In early December, the College announced that it joined the AI Alliance as a founding member. The AI Alliance partners Dartmouth — which hosted the conference that first coined the term artificial intelligence in 1956 — with leaders in government, higher education and technology.
The alliance’s website states it aims to “accelerate open innovation across the AI technology landscape that responsibly benefits people and society everywhere.” According to Provost David Kotz ’86, the early work of the alliance has focused on formalizing partnerships between alliance members.
“An alliance is a set of organizations that agree in some way to work together, so there needs to be some formalism around that,” Kotz said. “What are we actually doing when we’re working together?

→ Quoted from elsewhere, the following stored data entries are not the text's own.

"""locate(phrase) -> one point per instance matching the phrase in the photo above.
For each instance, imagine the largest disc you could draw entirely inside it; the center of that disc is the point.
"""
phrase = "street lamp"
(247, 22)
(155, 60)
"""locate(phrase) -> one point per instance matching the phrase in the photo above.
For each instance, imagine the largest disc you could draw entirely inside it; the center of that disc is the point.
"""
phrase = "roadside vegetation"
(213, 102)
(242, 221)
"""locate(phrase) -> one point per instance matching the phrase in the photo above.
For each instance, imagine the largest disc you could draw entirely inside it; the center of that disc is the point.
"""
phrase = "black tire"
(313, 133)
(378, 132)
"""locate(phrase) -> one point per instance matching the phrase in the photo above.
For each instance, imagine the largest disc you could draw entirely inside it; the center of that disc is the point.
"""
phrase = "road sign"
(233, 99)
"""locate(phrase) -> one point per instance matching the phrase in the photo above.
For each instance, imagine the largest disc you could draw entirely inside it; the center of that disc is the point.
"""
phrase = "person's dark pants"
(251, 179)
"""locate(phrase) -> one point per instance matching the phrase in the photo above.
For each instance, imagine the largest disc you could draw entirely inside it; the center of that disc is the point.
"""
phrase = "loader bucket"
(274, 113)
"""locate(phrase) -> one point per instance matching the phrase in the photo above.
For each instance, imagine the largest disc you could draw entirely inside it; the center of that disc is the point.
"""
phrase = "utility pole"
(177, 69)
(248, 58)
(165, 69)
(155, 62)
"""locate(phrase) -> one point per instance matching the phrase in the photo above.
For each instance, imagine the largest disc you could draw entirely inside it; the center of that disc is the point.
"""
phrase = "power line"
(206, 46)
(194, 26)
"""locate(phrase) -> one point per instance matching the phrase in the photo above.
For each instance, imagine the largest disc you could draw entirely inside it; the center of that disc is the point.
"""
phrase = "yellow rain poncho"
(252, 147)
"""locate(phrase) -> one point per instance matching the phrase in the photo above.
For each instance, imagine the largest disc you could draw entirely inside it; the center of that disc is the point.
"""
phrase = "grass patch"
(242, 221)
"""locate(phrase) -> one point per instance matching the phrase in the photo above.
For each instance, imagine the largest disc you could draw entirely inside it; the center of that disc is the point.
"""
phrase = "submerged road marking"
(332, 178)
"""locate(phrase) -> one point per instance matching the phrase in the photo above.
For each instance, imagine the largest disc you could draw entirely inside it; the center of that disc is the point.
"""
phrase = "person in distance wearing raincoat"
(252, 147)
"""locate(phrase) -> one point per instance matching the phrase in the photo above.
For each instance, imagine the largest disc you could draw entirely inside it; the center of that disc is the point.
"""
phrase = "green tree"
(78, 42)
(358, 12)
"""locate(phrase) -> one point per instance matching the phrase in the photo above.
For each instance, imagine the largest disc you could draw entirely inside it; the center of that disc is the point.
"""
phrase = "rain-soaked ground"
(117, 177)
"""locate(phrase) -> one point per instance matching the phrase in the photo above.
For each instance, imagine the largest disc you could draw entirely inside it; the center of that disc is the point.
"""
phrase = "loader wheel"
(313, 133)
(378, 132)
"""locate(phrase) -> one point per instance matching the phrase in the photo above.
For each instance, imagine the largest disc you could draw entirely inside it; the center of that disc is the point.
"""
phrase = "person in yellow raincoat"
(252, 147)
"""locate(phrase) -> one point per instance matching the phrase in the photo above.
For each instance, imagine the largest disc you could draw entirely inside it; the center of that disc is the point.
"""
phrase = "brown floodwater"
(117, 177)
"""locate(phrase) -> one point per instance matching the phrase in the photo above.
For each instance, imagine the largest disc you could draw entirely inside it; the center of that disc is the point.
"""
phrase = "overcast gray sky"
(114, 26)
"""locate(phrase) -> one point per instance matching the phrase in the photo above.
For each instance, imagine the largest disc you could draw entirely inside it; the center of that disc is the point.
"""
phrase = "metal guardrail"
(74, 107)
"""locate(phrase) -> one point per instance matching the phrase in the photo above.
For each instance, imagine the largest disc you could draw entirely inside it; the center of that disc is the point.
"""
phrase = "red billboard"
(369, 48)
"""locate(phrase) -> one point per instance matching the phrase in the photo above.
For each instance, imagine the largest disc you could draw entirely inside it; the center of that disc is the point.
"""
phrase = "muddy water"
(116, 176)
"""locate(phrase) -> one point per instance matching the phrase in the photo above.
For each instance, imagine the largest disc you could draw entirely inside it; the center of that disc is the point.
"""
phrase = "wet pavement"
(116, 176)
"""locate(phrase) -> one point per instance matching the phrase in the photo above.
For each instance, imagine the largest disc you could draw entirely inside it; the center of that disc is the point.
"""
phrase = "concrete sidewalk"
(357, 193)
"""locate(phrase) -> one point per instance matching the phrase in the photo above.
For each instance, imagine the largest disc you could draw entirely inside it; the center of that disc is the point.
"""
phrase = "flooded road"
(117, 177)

What are the rights and responsibilities of every member of the group?”
The alliance aims to eventually “identify … interest areas” in which partners can collaborate on and research, according to engineering professor George Cybenko.
Dartmouth received an invitation to join the AI Alliance after IBM Open-Source Science Community Director and former Dartmouth researcher Alexy Khrabrov reached out to Cybenko and shared IBM’s effort to “build a network of scientists to tab open-source software that accelerates science,” Cybenko said. Kotz said that the administration reviewed the invitation and agreed that the alliance would be a “good opportunity for Dartmouth.”

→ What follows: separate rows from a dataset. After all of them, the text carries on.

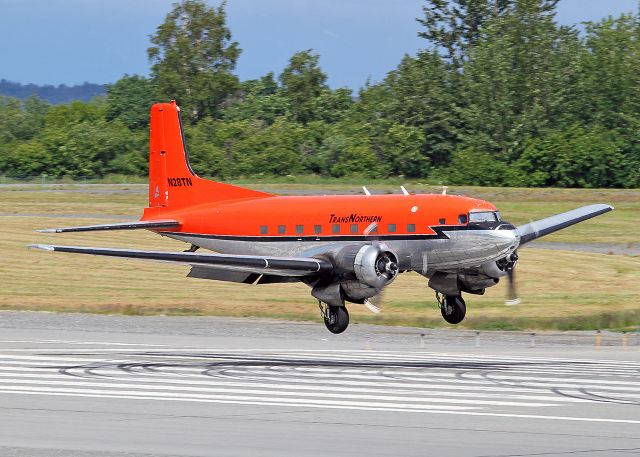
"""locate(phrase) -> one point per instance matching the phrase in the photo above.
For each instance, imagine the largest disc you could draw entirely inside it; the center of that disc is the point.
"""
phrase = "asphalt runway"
(81, 385)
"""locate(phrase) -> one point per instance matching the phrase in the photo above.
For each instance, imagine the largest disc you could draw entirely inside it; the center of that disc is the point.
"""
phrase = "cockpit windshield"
(484, 216)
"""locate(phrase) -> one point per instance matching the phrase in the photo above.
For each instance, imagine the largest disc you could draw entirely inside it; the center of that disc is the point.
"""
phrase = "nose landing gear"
(452, 308)
(336, 318)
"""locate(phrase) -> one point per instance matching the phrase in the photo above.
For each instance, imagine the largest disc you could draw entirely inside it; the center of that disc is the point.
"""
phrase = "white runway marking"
(417, 382)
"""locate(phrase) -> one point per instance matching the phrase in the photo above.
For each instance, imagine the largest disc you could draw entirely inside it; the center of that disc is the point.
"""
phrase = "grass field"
(560, 290)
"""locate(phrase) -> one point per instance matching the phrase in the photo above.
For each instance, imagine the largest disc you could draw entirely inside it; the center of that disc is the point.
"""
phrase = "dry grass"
(560, 289)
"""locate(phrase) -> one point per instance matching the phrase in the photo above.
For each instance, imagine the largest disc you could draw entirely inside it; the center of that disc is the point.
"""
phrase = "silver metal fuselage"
(458, 250)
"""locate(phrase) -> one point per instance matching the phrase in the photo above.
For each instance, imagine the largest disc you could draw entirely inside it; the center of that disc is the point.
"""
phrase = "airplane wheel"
(336, 319)
(453, 309)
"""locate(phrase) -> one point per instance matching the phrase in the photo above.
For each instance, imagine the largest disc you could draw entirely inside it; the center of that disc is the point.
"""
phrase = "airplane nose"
(507, 237)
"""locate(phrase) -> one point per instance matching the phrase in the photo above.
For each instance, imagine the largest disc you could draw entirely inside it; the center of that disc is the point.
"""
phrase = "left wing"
(279, 266)
(536, 229)
(156, 224)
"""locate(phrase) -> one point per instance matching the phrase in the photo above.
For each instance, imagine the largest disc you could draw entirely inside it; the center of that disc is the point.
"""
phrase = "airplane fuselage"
(428, 232)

“AI is a rapidly evolving field,” Kotz said. “[It is] very exciting but also bringing lots of interesting challenges in both the technical space and in the … societal space. I think it’s important for Dartmouth to be engaged with all of those issues, and in order to do that, I think we need to be at the table talking with [and] working with the tech industry that is developing many of these tools.”
Cybenko emphasized the material resources that alliance partners such as IBM and Meta bring to AI research at Dartmouth. According to Cybenko, academic research at institutions such as Dartmouth “cannot compete [with companies] because the resources required are so huge.”

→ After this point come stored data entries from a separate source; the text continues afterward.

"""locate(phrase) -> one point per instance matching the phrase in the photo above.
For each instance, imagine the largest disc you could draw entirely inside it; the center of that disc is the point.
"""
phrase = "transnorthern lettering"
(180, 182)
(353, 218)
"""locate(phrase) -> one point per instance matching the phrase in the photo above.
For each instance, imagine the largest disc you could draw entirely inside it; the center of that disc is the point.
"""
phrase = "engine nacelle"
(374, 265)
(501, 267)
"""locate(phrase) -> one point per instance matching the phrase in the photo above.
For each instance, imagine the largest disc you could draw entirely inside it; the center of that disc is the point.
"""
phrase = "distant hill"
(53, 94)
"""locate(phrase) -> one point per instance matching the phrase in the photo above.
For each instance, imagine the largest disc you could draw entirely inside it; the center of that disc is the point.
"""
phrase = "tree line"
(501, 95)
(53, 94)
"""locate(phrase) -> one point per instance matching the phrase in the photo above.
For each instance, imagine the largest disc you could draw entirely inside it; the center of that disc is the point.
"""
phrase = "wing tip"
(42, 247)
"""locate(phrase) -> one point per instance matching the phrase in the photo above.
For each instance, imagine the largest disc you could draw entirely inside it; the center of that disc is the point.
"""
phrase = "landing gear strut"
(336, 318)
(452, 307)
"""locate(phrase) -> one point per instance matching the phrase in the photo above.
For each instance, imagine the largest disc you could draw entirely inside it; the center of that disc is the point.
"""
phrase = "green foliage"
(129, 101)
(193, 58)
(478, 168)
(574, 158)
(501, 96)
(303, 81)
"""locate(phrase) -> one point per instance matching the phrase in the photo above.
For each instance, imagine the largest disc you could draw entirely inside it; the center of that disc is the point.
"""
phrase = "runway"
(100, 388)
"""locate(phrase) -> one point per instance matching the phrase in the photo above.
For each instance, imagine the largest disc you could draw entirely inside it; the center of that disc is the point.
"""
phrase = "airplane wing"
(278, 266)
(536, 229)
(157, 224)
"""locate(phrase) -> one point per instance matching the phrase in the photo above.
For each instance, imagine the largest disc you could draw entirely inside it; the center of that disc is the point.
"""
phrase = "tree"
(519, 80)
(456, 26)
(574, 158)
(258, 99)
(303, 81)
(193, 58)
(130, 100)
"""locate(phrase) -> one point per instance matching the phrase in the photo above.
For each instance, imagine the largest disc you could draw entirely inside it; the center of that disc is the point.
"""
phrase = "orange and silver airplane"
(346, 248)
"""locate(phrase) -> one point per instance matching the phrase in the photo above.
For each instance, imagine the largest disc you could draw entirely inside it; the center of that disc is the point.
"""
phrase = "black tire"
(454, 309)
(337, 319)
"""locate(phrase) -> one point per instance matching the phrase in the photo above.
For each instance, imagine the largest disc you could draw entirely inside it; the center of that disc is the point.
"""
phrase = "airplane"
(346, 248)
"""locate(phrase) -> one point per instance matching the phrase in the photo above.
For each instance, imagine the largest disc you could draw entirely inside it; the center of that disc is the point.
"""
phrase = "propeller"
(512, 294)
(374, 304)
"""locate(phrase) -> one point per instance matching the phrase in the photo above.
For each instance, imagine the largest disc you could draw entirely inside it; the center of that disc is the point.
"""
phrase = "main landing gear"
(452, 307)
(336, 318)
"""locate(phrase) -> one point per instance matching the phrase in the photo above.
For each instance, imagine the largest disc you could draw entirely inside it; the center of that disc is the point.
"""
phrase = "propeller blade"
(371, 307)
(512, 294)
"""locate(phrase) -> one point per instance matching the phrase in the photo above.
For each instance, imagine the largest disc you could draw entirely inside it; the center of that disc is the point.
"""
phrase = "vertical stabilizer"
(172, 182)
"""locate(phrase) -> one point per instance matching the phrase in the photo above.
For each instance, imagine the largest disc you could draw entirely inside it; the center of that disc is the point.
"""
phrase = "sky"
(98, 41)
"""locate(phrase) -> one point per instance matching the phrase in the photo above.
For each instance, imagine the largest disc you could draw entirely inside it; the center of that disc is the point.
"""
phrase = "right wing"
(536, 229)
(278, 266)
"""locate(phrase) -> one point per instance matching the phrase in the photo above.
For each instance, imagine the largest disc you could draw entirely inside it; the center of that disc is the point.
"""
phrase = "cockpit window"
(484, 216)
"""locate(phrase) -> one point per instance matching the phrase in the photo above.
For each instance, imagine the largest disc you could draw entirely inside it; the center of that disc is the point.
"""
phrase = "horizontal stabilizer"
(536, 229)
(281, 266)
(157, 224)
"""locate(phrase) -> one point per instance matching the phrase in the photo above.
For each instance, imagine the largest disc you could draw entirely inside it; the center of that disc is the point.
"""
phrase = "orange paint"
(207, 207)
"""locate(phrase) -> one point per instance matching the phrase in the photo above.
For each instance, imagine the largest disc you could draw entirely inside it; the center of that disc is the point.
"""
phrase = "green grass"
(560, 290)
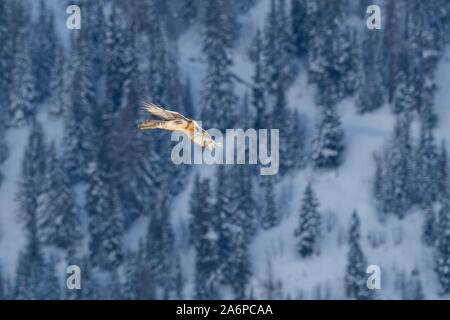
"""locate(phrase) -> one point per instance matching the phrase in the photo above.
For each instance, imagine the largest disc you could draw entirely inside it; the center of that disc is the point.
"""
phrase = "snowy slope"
(340, 192)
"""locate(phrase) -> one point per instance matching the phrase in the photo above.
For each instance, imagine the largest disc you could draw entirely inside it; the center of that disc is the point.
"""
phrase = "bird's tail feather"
(150, 124)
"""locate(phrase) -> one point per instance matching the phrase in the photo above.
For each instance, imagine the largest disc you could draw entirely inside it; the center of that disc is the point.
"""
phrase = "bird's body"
(175, 121)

“A lot of the cutting edge is happening in companies because of their ability to put a lot of money towards it very quickly,” Cybenko said. “Companies may not have the [people to conduct research]… and university people don’t have the resources that some of these companies have. So it’s synergistic.”
The research of Dartmouth’s Center for Precision Health and Artificial Intelligence — which applies AI and machine learning models to precision health — will benefit from the range of partners in the alliance, according to CPHAI director Saeed Hassanpour. Hassanpour said that the “critical partnership between academia and industry that advocates for development and sharing open AI technologies,” will better inform the effectiveness of CPHAI’s interdisciplinary work.
“This partnership can mean having different expertise and different stakeholders to help come up with … a set of comprehensive metrics for measuring the success of these models in healthcare and also point out the shortcomings and limitations of these methods so they can be used more effectively,” Hassanpour said.
According to Hassanpour, the partnerships of the AI Alliance will also provide the CPHAI more “access to diverse data that comes from people from different backgrounds, ethnicities [and] races” that can be used to build “more generalizable models” in healthcare.
“We try to make sure that [the biases of these models] are being mitigated,” Hassanpour said. “This is a collaborative approach both from the technological point of perspective … and the evaluation perspective to make sure that [the CPHAI] can provide a more fair technology.”
The AI Alliance will also bring additional opportunities for students at Dartmouth to connect with technology companies and access internships and research, Cybenko said.
“A lot of things depend on networks of people,” Cybenko said. “You can sort of find a community of people, maybe in both academics and in companies, that are interested in the same research areas and combine your insights and leverage resources.”
Kotz added that the research opportunities opened to Dartmouth faculty will “involve undergrad and grad students in some way.” He also expressed hope that the missions of the AI Alliance would bring more awareness about the rapid development of AI and enable the Dartmouth community to make an impact on the field.
“I’m hopeful that [the AI Alliance] will help Dartmouth faculty and students to have opportunities to be aware of what’s happening in the technology world, including the challenges that it’s posing right as the technology evolves and gets applied in new ways,” Kotz said. “And perhaps to have a voice in some of those conversations.”